Sleep outcomes. A significant Group*Time interaction was observed on the PSQI with a between-group difference immediately post-treatment, with CBT-SF improving significantly more than HE (β = –1.50, p < 0.001, 95% CI –2.35 to –0.64, see Tables SIII and SIV). There were no further between-groups differences at subsequent time points. Within each group, CBT-SF maintained significant improvements over time relative to baseline; with medium to large effect sizes (Cohen’s d = 0.69–0.80; Fig. 2), and HE had within-group improvements relative to baseline at 2 and 4 months post-treatment, with medium effect size (d = 0.54–0.74).

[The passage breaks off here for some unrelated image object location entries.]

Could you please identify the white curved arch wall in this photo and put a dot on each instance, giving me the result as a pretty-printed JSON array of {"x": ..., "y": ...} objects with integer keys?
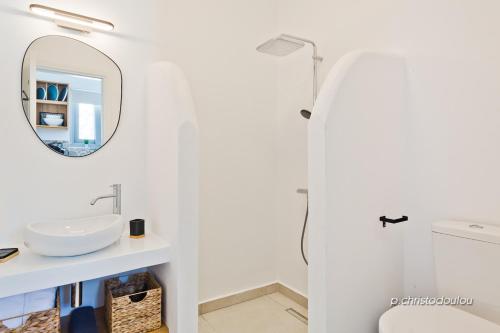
[
  {"x": 357, "y": 169},
  {"x": 172, "y": 188}
]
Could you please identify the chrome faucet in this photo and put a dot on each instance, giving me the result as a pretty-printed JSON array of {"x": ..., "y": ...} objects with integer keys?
[{"x": 117, "y": 198}]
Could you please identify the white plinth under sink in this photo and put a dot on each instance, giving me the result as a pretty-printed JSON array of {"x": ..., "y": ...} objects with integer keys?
[{"x": 30, "y": 271}]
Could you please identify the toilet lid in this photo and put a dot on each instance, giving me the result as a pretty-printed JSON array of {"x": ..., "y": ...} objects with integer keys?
[{"x": 433, "y": 319}]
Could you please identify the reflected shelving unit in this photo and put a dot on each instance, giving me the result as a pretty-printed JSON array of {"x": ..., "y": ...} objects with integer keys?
[{"x": 52, "y": 106}]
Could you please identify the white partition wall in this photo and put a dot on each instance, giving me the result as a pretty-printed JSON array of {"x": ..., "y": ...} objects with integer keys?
[
  {"x": 172, "y": 174},
  {"x": 357, "y": 150}
]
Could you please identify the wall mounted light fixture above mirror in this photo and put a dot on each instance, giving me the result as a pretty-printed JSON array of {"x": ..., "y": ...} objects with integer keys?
[{"x": 71, "y": 94}]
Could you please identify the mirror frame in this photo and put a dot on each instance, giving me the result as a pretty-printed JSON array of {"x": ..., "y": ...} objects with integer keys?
[{"x": 23, "y": 100}]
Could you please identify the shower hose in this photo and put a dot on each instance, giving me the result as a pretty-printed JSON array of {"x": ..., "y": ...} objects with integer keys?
[{"x": 304, "y": 232}]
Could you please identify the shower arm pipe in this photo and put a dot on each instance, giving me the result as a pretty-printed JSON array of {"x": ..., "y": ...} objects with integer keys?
[{"x": 316, "y": 58}]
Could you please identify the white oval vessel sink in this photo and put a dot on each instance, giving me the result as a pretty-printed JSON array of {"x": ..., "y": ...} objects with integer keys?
[{"x": 73, "y": 237}]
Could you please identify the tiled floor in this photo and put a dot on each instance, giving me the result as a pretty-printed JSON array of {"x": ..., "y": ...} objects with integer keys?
[{"x": 262, "y": 315}]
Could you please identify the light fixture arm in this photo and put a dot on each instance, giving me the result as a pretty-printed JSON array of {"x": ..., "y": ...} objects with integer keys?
[{"x": 316, "y": 59}]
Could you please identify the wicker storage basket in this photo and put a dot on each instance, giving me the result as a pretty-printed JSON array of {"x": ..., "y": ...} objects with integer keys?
[
  {"x": 47, "y": 321},
  {"x": 133, "y": 306}
]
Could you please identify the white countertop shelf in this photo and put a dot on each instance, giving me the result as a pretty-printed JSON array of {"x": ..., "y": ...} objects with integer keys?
[{"x": 29, "y": 272}]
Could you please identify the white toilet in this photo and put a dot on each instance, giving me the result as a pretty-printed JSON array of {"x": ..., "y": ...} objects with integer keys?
[{"x": 467, "y": 264}]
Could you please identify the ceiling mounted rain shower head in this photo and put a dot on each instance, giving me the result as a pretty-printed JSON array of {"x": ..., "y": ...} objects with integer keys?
[{"x": 280, "y": 46}]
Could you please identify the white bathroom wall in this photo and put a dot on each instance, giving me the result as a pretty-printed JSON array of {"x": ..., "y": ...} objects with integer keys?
[
  {"x": 454, "y": 63},
  {"x": 37, "y": 183},
  {"x": 234, "y": 91}
]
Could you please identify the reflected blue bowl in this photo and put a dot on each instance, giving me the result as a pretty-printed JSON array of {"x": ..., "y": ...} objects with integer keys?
[
  {"x": 63, "y": 94},
  {"x": 52, "y": 92},
  {"x": 41, "y": 93}
]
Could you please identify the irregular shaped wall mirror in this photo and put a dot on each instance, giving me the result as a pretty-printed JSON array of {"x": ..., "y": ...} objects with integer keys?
[{"x": 71, "y": 94}]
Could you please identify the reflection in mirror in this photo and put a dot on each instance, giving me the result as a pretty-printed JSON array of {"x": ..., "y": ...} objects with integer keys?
[{"x": 71, "y": 95}]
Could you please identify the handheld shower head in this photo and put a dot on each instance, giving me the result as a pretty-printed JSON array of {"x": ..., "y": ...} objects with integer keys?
[{"x": 305, "y": 113}]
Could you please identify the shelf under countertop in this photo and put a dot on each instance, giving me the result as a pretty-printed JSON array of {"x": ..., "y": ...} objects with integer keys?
[{"x": 29, "y": 272}]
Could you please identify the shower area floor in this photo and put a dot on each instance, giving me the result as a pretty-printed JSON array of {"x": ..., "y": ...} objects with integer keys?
[{"x": 274, "y": 313}]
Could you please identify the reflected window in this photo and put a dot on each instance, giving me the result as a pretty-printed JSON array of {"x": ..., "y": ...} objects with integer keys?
[{"x": 86, "y": 126}]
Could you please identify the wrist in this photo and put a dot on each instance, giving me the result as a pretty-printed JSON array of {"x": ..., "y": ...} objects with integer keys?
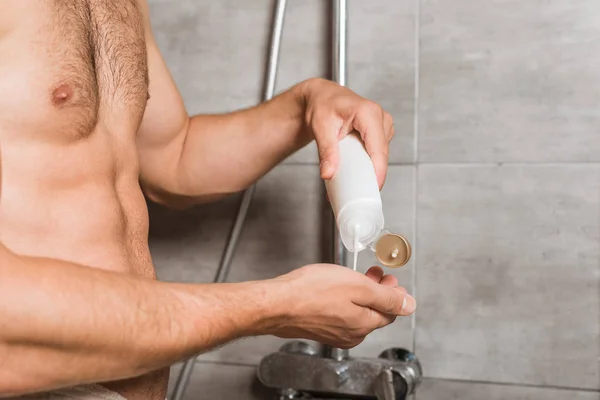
[{"x": 267, "y": 307}]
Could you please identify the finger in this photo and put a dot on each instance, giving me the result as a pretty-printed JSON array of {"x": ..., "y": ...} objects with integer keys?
[
  {"x": 388, "y": 300},
  {"x": 369, "y": 123},
  {"x": 379, "y": 319},
  {"x": 326, "y": 135},
  {"x": 388, "y": 126},
  {"x": 389, "y": 280},
  {"x": 375, "y": 274}
]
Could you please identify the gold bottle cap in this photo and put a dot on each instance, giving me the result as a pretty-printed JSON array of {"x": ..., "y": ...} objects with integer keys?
[{"x": 393, "y": 250}]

These results were consistent in separate TBI and stroke groups, with the exception of the HE group showing only significant within-group gains at 4 months post-treatment and not at 2 months, for both injury types (see Tables SV and SVI). There was a significant Group*Time interaction on the ISI (β = –2.11, p = 0.005, 95% CI –3.58 to –0.65), where CBT-SF improved significantly more than HE immediately after treatment, with large effect size (d = 0.95). There were no further between-groups differences at subsequent time points (see Figs 3–5 for graphical representations of all secondary outcome measures). Both groups showed significant within-group gains relative to baseline scores immediately post-treatment and over time, with large effect for CBT-SF (d = 0.97–1.00), and moderate-to-large effect for HE (d = 0.43–0.81).

Fig. 2. Estimated marginal means with standard error bars on the Pittsburgh Sleep Quality Index (PSQI) for each group at each time point.

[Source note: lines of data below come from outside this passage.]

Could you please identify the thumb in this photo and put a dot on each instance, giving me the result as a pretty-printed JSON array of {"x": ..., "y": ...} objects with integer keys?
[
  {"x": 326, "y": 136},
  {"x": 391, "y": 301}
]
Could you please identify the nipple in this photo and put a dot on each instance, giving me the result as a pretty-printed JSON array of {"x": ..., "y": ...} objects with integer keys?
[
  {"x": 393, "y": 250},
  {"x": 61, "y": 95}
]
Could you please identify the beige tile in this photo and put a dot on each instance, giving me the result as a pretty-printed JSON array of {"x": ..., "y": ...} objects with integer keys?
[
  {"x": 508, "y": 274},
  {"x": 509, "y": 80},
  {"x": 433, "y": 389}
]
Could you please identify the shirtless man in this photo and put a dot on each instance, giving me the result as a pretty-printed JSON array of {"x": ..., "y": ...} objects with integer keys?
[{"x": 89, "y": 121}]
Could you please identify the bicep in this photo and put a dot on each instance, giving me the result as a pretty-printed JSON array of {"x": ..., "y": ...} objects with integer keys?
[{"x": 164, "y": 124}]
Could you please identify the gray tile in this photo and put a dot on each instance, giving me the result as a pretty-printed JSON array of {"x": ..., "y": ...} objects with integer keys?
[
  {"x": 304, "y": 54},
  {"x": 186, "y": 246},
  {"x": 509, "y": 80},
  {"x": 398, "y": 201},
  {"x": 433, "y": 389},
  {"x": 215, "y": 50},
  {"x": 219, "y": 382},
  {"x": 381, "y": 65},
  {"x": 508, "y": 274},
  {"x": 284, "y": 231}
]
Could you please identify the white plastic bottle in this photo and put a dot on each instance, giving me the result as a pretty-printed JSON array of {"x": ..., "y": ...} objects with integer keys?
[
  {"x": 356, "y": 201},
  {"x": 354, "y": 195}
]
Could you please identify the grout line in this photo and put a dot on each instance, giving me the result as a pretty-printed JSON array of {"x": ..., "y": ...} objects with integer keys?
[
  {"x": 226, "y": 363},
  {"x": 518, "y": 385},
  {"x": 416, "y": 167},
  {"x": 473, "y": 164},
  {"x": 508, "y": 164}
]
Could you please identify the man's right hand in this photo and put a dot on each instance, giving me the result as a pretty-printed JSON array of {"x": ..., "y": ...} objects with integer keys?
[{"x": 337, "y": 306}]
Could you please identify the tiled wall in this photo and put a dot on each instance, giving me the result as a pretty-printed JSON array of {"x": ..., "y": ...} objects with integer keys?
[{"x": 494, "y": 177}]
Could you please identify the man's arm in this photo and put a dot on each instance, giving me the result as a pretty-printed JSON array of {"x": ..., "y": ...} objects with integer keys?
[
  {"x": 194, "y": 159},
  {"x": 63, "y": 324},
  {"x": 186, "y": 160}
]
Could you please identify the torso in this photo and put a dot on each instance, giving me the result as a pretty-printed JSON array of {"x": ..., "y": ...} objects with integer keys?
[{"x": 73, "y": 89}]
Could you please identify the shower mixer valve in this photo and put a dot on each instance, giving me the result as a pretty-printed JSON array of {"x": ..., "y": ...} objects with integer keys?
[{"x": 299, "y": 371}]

Fig. 3. Estimated marginal means (± SE) on secondary measures for each group at each time point, grouped by category: Sleep.

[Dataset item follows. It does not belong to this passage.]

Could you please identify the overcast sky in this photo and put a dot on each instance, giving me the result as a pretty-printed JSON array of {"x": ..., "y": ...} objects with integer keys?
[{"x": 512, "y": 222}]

Fig. 4. Estimated marginal means (± SE) on secondary measures for each group at each time point, grouped by category: Fatigue.

Fig. 5. Estimated marginal means (± SE) on secondary measures for each group at each time point, grouped by category: Mood, Self-efficacy, and Quality of life.

On actigraphy measures, there were separate main effects of Group (β = 32203606.27, p = 0.041, 95% CI 1671546.72–62735665.82) and Time (β = 13968911.53, p = 0.006, 95% CI 3930101.89–24007721.17) for Sleep Efficiency; however, after correcting for inflated p-values, no significant between or within-group differences were evident. No significant main effects or interactions were observed for SOL.

Fatigue outcomes. There was a significant Group*Time interaction effect on the FSS (β = –0.29, p = 0.047, 95% CI –0.58 to –0.01). While there were no significant between-groups differences at any post-treatment time points, there was a significant within-group reduction in fatigue for CBT-SF immediately after treatment and over time relative to baseline (d = 0.70–0.77). The HE group, by contrast, showed significant within-group gains only at 4 months post-treatment (d = 0.78). When examining TBI and stroke cohorts separately, the TBI group had no significant interaction effect. However, the same within-group changes were observed as in the whole sample, again with no between-group differences (β = –0.26, p = 0.383, 95% CI –0.74–0.28). In the stroke group, a significant Group*Time interaction revealed no between-group differences. However, CBT-SF improved significantly after treatment and maintained this over time, while there were no significant improvements after HE (β = –0.35, p = 0.048, 95% CI –0.70 to –0.01). On the BFI, there was a main effect of Time (β = 0.55, p = 0.013, 95% CI –0.98 to –0.12), with no between-groups differences but significant within-group improvements after CBT-SF treatment and over time (moderate effect, d = 0.63–0.75).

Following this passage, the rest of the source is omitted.